… is from page 19 of Virgil Storr’s, Stefanie Haeffele’s, and Laura Grube’s 2015 book, Community Revival in the Wake of Disaster (citation and footnote omitted; link added):
[Young-back] Choi argues that [Joseph] Schumpeter and [Israel] Kirzner agree on three points, “(1) that there exist in the economy unexploited opportunities, (2) that the role of the entrepreneur consists of exploiting them, and (3) that traditional economic theory is flawed in leaving out the existence of unexploited opportunities and thereby overlooking the very force that moves the economy….
While Kirzner characterizes this as discovery and Schumpeter describes this as creative destruction, both view the entrepreneur as seeing some possibility (e.g., to profitably combine factors in a particular way) that no one else has identified or attempted to pursue. Both Schumpeter and Kirzner conceive of the entrepreneur as someone who must be willing to be a believer in a world of skeptics.
DBx: Anytime there exists an opportunity for genuine economic profit there exists a market failure – that is, a market failing to improve human well-being by as much as is possible (given the existing scarcity of resources and the array of human preferences). Anytime an entrepreneur earns genuine economic profit, he or she has corrected a market failure – that is, has caused the market to work better than it worked previously. The competitive market process is an incessant series of incidences in which entrepreneurs identify and correct market failures.
Unlike in modern mainstream economics in which the default market standard is a market working perfectly and peopled by rather dull individuals who can only respond to “given” market prices, wages, and interest rates – both currently existing and ‘rationally’ expected – in Austrian economics the default standard is quite different.

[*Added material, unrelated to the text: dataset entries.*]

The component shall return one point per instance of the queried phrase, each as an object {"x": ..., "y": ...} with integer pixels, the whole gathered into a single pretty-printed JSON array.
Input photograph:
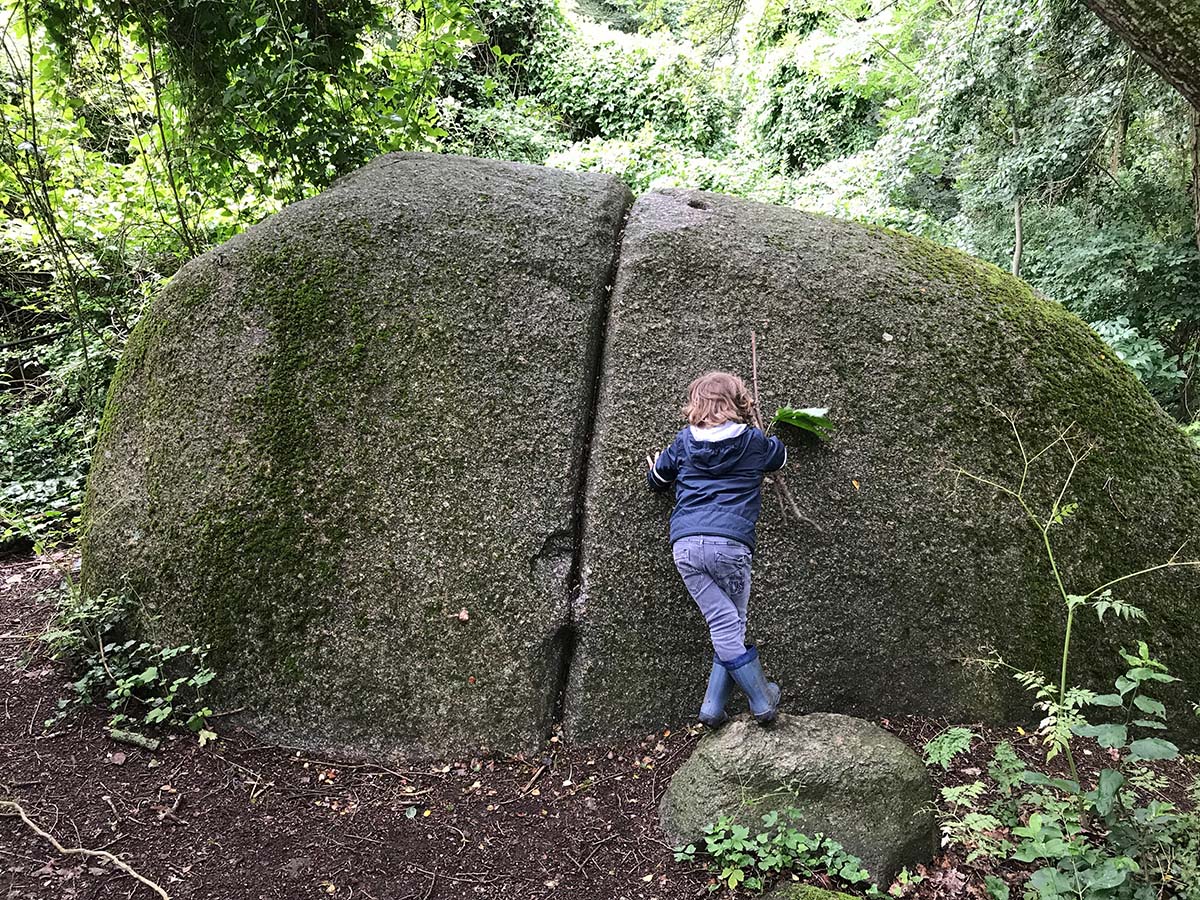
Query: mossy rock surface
[
  {"x": 367, "y": 413},
  {"x": 789, "y": 889},
  {"x": 916, "y": 349},
  {"x": 840, "y": 777}
]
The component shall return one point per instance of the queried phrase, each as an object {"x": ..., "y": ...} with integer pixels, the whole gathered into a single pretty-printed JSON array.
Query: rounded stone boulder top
[{"x": 835, "y": 775}]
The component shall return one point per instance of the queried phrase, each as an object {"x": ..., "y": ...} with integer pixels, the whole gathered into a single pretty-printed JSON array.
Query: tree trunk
[
  {"x": 1194, "y": 150},
  {"x": 1019, "y": 231},
  {"x": 1119, "y": 141},
  {"x": 1164, "y": 33}
]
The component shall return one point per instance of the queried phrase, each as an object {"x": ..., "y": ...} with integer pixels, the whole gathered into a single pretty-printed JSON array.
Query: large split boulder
[
  {"x": 844, "y": 778},
  {"x": 346, "y": 426},
  {"x": 331, "y": 436},
  {"x": 917, "y": 349}
]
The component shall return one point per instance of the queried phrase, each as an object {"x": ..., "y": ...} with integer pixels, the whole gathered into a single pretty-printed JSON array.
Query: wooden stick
[
  {"x": 781, "y": 490},
  {"x": 18, "y": 810}
]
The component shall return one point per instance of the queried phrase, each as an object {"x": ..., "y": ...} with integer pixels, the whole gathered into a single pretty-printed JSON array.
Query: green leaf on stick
[{"x": 814, "y": 420}]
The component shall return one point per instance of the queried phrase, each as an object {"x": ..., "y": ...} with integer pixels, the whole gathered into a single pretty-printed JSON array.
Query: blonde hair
[{"x": 718, "y": 397}]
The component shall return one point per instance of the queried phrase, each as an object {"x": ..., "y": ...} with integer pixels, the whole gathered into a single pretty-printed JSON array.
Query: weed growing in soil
[
  {"x": 739, "y": 859},
  {"x": 142, "y": 684},
  {"x": 1114, "y": 840}
]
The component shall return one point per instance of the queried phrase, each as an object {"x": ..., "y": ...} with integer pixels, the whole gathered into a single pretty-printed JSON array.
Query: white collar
[{"x": 720, "y": 432}]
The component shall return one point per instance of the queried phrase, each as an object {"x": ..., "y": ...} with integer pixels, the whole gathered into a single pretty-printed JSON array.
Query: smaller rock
[{"x": 845, "y": 778}]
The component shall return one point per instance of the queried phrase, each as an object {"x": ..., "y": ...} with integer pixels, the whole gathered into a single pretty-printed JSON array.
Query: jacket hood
[{"x": 718, "y": 457}]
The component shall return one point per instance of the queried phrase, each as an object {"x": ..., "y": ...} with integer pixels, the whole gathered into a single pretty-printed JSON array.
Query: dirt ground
[{"x": 244, "y": 820}]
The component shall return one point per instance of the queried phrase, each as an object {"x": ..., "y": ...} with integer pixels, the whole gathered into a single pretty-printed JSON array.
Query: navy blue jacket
[{"x": 718, "y": 483}]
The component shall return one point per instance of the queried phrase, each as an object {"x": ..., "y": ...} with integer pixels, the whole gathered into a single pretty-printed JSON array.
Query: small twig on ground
[
  {"x": 19, "y": 811},
  {"x": 781, "y": 490},
  {"x": 533, "y": 780}
]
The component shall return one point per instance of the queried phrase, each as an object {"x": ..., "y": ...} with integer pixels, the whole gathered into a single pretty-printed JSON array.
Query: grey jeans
[{"x": 717, "y": 574}]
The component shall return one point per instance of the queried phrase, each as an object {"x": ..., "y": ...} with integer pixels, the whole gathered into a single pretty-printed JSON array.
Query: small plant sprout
[
  {"x": 1062, "y": 702},
  {"x": 948, "y": 744}
]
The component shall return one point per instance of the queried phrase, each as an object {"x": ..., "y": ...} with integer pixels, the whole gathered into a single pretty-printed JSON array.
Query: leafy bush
[
  {"x": 611, "y": 85},
  {"x": 1117, "y": 839},
  {"x": 804, "y": 121},
  {"x": 139, "y": 683},
  {"x": 1146, "y": 357},
  {"x": 739, "y": 859}
]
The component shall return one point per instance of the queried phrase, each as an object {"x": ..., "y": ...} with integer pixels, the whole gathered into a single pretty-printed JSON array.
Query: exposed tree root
[{"x": 11, "y": 808}]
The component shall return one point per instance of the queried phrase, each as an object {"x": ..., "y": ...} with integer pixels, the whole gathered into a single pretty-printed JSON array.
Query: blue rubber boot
[
  {"x": 763, "y": 695},
  {"x": 720, "y": 685}
]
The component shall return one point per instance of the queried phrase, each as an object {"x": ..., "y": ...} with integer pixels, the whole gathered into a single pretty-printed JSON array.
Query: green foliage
[
  {"x": 804, "y": 121},
  {"x": 611, "y": 85},
  {"x": 1113, "y": 840},
  {"x": 945, "y": 747},
  {"x": 813, "y": 420},
  {"x": 739, "y": 859},
  {"x": 139, "y": 683}
]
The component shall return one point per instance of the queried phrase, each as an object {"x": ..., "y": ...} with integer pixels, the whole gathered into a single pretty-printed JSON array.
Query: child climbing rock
[{"x": 717, "y": 465}]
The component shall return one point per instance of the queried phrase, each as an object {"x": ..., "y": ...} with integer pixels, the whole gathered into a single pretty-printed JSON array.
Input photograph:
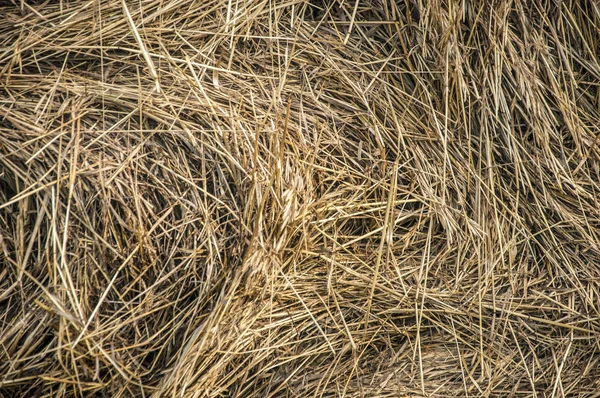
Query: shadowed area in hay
[{"x": 306, "y": 198}]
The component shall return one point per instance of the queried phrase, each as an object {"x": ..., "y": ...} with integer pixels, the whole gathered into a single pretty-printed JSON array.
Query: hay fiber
[{"x": 299, "y": 198}]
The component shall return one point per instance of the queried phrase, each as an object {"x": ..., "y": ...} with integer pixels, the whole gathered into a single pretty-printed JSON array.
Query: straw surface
[{"x": 303, "y": 198}]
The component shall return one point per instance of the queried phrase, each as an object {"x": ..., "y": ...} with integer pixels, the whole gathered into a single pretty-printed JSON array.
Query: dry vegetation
[{"x": 230, "y": 198}]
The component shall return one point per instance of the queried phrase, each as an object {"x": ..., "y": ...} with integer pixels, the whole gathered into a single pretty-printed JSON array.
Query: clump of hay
[{"x": 302, "y": 198}]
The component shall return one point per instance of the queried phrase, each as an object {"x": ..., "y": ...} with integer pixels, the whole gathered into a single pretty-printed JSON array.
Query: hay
[{"x": 299, "y": 198}]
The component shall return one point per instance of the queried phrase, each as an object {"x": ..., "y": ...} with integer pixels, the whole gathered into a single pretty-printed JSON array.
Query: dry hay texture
[{"x": 261, "y": 198}]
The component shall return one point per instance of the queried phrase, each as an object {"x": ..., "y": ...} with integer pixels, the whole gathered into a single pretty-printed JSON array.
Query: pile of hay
[{"x": 304, "y": 198}]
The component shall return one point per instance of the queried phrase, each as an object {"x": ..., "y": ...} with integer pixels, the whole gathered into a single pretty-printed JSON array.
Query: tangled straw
[{"x": 304, "y": 198}]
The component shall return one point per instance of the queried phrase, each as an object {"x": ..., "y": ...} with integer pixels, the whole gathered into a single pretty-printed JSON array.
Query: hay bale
[{"x": 303, "y": 198}]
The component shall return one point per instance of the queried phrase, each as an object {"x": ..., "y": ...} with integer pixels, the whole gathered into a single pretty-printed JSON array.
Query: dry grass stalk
[{"x": 305, "y": 198}]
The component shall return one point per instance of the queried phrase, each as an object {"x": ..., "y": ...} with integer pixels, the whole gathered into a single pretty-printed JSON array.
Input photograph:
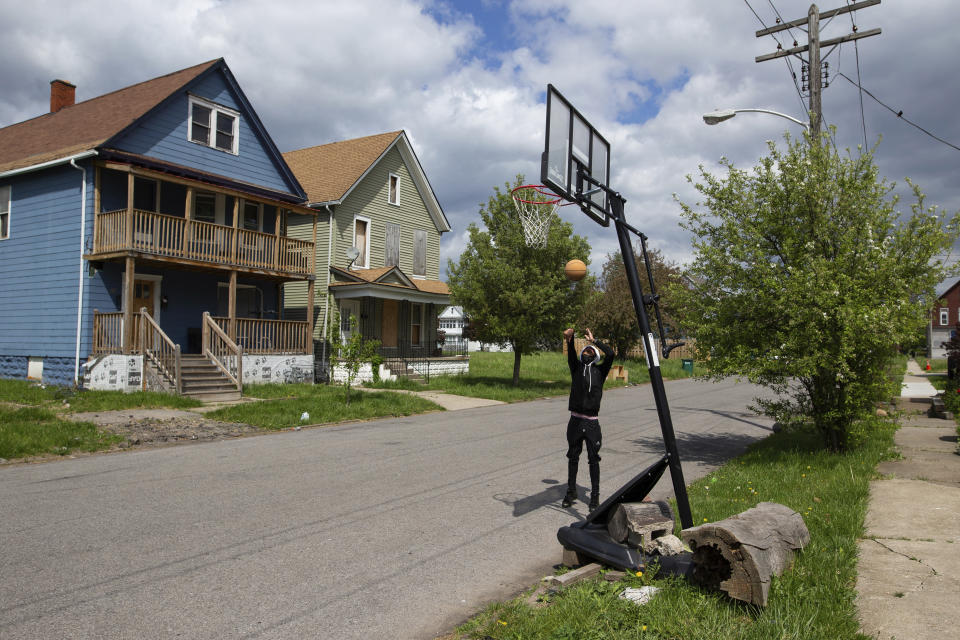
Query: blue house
[{"x": 144, "y": 245}]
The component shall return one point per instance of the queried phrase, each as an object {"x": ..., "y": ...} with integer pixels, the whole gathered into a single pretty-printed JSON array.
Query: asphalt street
[{"x": 396, "y": 528}]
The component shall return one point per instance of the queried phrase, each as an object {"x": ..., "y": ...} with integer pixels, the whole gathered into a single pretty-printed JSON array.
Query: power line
[
  {"x": 856, "y": 50},
  {"x": 899, "y": 113},
  {"x": 793, "y": 74}
]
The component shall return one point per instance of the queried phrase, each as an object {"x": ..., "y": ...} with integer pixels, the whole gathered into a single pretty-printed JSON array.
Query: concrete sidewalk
[
  {"x": 916, "y": 383},
  {"x": 908, "y": 582}
]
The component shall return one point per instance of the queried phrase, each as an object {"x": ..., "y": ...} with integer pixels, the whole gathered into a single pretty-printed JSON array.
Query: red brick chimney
[{"x": 62, "y": 94}]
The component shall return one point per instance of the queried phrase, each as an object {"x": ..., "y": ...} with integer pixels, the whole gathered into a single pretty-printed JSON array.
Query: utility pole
[{"x": 813, "y": 46}]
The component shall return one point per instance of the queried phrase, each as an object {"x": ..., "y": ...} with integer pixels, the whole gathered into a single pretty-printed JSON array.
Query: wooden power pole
[{"x": 813, "y": 46}]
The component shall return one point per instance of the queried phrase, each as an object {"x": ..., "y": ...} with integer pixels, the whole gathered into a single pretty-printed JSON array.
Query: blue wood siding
[
  {"x": 40, "y": 265},
  {"x": 163, "y": 135}
]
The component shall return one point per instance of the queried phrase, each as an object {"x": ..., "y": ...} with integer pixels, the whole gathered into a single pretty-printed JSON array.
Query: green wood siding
[{"x": 369, "y": 200}]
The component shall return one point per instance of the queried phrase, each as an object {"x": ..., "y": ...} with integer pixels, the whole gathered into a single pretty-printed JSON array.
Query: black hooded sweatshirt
[{"x": 586, "y": 380}]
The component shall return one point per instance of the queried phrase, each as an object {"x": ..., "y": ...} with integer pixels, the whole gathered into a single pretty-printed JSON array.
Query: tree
[
  {"x": 610, "y": 311},
  {"x": 806, "y": 278},
  {"x": 512, "y": 293},
  {"x": 353, "y": 352}
]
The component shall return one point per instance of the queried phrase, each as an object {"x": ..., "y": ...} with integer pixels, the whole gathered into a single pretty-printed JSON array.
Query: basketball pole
[{"x": 653, "y": 362}]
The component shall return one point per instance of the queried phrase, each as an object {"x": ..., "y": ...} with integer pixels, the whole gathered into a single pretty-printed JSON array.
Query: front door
[
  {"x": 388, "y": 329},
  {"x": 143, "y": 295}
]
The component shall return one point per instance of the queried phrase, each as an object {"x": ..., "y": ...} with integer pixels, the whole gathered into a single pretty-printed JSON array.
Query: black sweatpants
[{"x": 580, "y": 431}]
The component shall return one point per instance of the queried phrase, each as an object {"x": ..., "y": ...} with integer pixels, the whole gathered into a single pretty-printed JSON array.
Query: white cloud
[{"x": 642, "y": 72}]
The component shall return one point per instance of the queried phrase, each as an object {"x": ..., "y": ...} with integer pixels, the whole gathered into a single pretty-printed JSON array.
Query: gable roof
[
  {"x": 93, "y": 124},
  {"x": 329, "y": 172},
  {"x": 88, "y": 124}
]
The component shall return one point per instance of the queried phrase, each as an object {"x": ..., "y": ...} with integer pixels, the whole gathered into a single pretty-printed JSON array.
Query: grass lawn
[
  {"x": 285, "y": 404},
  {"x": 30, "y": 431},
  {"x": 36, "y": 429},
  {"x": 541, "y": 374},
  {"x": 815, "y": 599}
]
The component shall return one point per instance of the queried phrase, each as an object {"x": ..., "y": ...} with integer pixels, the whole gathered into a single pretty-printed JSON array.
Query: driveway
[{"x": 395, "y": 528}]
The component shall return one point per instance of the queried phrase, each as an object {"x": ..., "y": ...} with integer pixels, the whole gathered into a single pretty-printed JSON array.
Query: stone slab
[
  {"x": 908, "y": 589},
  {"x": 928, "y": 438},
  {"x": 913, "y": 509}
]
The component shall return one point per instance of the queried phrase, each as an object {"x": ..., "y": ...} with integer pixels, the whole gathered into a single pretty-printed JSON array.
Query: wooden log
[
  {"x": 738, "y": 555},
  {"x": 640, "y": 523}
]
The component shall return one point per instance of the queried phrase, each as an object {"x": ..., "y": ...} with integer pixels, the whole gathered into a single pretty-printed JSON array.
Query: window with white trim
[
  {"x": 361, "y": 240},
  {"x": 393, "y": 189},
  {"x": 213, "y": 125},
  {"x": 416, "y": 323},
  {"x": 5, "y": 212}
]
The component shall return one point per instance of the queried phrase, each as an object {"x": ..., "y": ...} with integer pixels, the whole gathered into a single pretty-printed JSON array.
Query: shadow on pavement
[{"x": 708, "y": 448}]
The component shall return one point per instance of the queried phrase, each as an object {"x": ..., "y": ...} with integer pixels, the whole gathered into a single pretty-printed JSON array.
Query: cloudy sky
[{"x": 467, "y": 80}]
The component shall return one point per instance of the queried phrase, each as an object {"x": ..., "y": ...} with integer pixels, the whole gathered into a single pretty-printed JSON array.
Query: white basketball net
[{"x": 535, "y": 207}]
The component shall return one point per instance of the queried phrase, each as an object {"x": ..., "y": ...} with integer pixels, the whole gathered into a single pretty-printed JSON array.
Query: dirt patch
[{"x": 146, "y": 427}]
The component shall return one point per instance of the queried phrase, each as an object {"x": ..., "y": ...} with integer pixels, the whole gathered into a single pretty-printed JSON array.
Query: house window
[
  {"x": 213, "y": 125},
  {"x": 416, "y": 323},
  {"x": 205, "y": 207},
  {"x": 4, "y": 213},
  {"x": 361, "y": 240},
  {"x": 252, "y": 217},
  {"x": 391, "y": 252},
  {"x": 393, "y": 189},
  {"x": 145, "y": 192},
  {"x": 419, "y": 253}
]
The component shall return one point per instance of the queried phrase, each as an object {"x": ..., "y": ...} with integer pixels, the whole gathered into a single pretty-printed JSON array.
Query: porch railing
[
  {"x": 223, "y": 351},
  {"x": 160, "y": 350},
  {"x": 108, "y": 332},
  {"x": 175, "y": 237},
  {"x": 269, "y": 336}
]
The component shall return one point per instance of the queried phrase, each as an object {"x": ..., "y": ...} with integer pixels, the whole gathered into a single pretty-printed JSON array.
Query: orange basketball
[{"x": 575, "y": 270}]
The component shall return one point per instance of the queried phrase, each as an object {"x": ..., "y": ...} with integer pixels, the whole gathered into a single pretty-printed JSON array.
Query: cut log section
[
  {"x": 738, "y": 555},
  {"x": 640, "y": 523}
]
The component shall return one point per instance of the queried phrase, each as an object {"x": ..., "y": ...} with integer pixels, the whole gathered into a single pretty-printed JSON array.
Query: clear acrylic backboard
[{"x": 571, "y": 143}]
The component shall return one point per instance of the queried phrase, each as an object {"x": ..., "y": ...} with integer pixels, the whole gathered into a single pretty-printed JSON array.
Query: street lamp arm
[{"x": 725, "y": 114}]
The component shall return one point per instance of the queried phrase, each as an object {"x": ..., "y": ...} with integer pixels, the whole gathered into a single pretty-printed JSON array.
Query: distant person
[{"x": 587, "y": 374}]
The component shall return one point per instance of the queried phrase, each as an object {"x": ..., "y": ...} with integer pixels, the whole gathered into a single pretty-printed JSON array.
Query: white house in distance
[{"x": 452, "y": 322}]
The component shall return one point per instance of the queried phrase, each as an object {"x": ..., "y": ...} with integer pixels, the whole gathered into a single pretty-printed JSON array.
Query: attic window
[
  {"x": 213, "y": 125},
  {"x": 393, "y": 189}
]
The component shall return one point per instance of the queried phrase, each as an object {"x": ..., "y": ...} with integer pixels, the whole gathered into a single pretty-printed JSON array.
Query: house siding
[
  {"x": 369, "y": 200},
  {"x": 40, "y": 262},
  {"x": 163, "y": 135}
]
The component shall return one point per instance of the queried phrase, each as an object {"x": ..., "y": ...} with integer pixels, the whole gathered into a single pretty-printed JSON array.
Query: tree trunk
[
  {"x": 516, "y": 366},
  {"x": 738, "y": 555},
  {"x": 640, "y": 523}
]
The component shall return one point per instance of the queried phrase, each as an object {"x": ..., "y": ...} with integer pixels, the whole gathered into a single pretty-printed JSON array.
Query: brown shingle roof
[
  {"x": 328, "y": 171},
  {"x": 87, "y": 124}
]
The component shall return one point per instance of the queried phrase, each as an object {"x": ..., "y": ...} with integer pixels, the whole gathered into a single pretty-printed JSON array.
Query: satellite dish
[{"x": 352, "y": 254}]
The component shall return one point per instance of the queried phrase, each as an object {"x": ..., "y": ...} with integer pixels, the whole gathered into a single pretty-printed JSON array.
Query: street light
[{"x": 719, "y": 116}]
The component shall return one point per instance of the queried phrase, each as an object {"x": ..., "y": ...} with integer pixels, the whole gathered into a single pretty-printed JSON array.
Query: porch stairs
[
  {"x": 204, "y": 381},
  {"x": 400, "y": 368}
]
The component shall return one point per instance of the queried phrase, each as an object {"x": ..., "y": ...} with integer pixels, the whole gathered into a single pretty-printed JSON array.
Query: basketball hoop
[{"x": 535, "y": 206}]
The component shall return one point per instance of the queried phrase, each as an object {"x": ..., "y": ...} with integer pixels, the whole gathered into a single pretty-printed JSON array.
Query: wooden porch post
[
  {"x": 232, "y": 305},
  {"x": 128, "y": 306},
  {"x": 310, "y": 294},
  {"x": 129, "y": 238},
  {"x": 187, "y": 217},
  {"x": 96, "y": 208},
  {"x": 276, "y": 239},
  {"x": 235, "y": 241}
]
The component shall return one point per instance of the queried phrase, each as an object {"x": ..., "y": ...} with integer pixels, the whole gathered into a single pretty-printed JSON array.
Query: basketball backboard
[{"x": 572, "y": 143}]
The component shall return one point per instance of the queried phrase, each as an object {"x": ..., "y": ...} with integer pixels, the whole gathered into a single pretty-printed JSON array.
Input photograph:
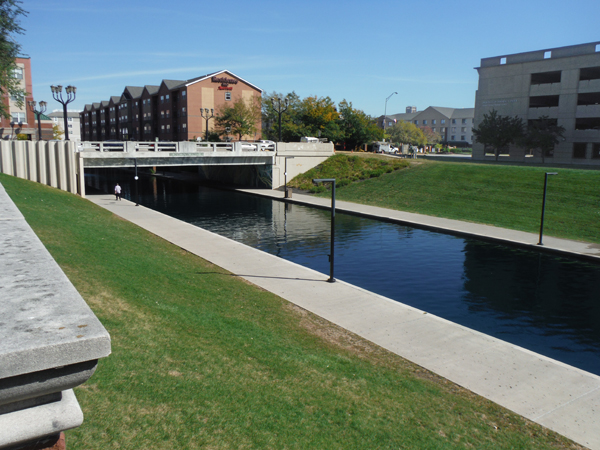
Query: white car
[{"x": 266, "y": 145}]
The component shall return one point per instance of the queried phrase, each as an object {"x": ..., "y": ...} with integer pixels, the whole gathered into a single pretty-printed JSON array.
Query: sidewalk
[
  {"x": 557, "y": 396},
  {"x": 521, "y": 238}
]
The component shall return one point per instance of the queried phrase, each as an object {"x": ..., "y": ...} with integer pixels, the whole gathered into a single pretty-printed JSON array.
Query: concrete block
[{"x": 20, "y": 427}]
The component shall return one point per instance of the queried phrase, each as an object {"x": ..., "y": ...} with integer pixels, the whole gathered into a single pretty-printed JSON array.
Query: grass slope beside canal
[
  {"x": 202, "y": 359},
  {"x": 500, "y": 195}
]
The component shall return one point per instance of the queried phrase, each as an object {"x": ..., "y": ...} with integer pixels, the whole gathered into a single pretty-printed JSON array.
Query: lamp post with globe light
[
  {"x": 57, "y": 94},
  {"x": 32, "y": 106}
]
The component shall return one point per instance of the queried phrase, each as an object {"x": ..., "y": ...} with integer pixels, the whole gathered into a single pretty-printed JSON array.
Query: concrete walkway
[{"x": 557, "y": 396}]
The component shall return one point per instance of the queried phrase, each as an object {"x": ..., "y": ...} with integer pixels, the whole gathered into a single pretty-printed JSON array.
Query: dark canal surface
[{"x": 547, "y": 304}]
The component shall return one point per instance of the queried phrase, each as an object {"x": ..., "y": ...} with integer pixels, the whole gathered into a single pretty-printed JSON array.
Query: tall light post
[
  {"x": 57, "y": 94},
  {"x": 544, "y": 205},
  {"x": 280, "y": 105},
  {"x": 316, "y": 182},
  {"x": 38, "y": 113},
  {"x": 205, "y": 114},
  {"x": 385, "y": 111}
]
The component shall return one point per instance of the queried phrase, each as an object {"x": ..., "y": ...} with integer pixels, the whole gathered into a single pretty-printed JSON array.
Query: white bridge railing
[{"x": 182, "y": 147}]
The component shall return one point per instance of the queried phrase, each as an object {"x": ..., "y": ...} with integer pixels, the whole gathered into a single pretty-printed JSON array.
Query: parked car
[
  {"x": 266, "y": 145},
  {"x": 385, "y": 147}
]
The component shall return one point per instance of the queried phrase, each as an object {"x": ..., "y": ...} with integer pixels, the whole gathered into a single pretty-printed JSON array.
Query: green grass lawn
[
  {"x": 202, "y": 359},
  {"x": 500, "y": 195}
]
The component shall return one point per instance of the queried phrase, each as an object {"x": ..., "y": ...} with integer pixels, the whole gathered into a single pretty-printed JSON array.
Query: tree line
[{"x": 499, "y": 132}]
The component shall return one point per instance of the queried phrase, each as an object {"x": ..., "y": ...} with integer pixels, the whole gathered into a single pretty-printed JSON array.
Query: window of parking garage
[
  {"x": 589, "y": 73},
  {"x": 546, "y": 77},
  {"x": 587, "y": 123},
  {"x": 579, "y": 149},
  {"x": 589, "y": 98},
  {"x": 543, "y": 101}
]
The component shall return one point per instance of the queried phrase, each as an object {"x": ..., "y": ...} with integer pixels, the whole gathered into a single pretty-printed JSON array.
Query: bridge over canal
[{"x": 63, "y": 164}]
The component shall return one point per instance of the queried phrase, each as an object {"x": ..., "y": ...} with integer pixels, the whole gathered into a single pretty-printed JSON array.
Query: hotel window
[
  {"x": 579, "y": 150},
  {"x": 19, "y": 117}
]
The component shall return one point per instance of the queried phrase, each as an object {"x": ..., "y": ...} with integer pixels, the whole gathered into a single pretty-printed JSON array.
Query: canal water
[{"x": 547, "y": 304}]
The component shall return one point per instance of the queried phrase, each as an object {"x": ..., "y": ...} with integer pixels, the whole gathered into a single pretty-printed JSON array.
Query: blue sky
[{"x": 355, "y": 50}]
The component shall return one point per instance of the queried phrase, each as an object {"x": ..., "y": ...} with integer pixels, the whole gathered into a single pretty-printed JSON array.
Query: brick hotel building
[{"x": 168, "y": 112}]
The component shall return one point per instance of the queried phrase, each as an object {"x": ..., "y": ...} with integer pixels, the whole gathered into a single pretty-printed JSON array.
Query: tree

The default standard for Austrians is a market currently filled with all manner of errors, both of commission and omission, but populated by creative individuals who, although each has knowledge and information only very limited and local, identify opportunities to profit by arranging for markets to work better if never “perfectly.”
The entrepreneur who reduces costs by vertically integrating with a supplier – the entrepreneur who reduces costs by vertically disintegrating with part of her company’s supply chain – the entrepreneur who senses that the supply of wheat tomorrow will be less than is predicted by today’s price of wheat – the entrepreneur who comes up with a new contractual term that better protects his interests as well as those of his counterparties – the entrepreneur who devises a new manner of pricing his outputs in ways that attract more sales – the entrepreneur who innovates in ways that make feasible the production and sale of a better mousetrap – the entrepreneur who…. I could extend this list from now until my dying day.
The entrepreneur – this kind of entrepreneur – is all but absent in mainstream economics. And so when the typical economist identifies (whether correctly or incorrectly) something that he interprets as a market failure – that is, as an opportunity for someone to earn genuine economic profit – this economist’s model contains no one who can correct this market failure. The typical economist then typically makes the mysterious leap to the conclusion that the state (an almost-godlike force in this economist’s worldview), and only the state, must, can, and will – if not obstructed by rubes or ideologues – “solve” the problem.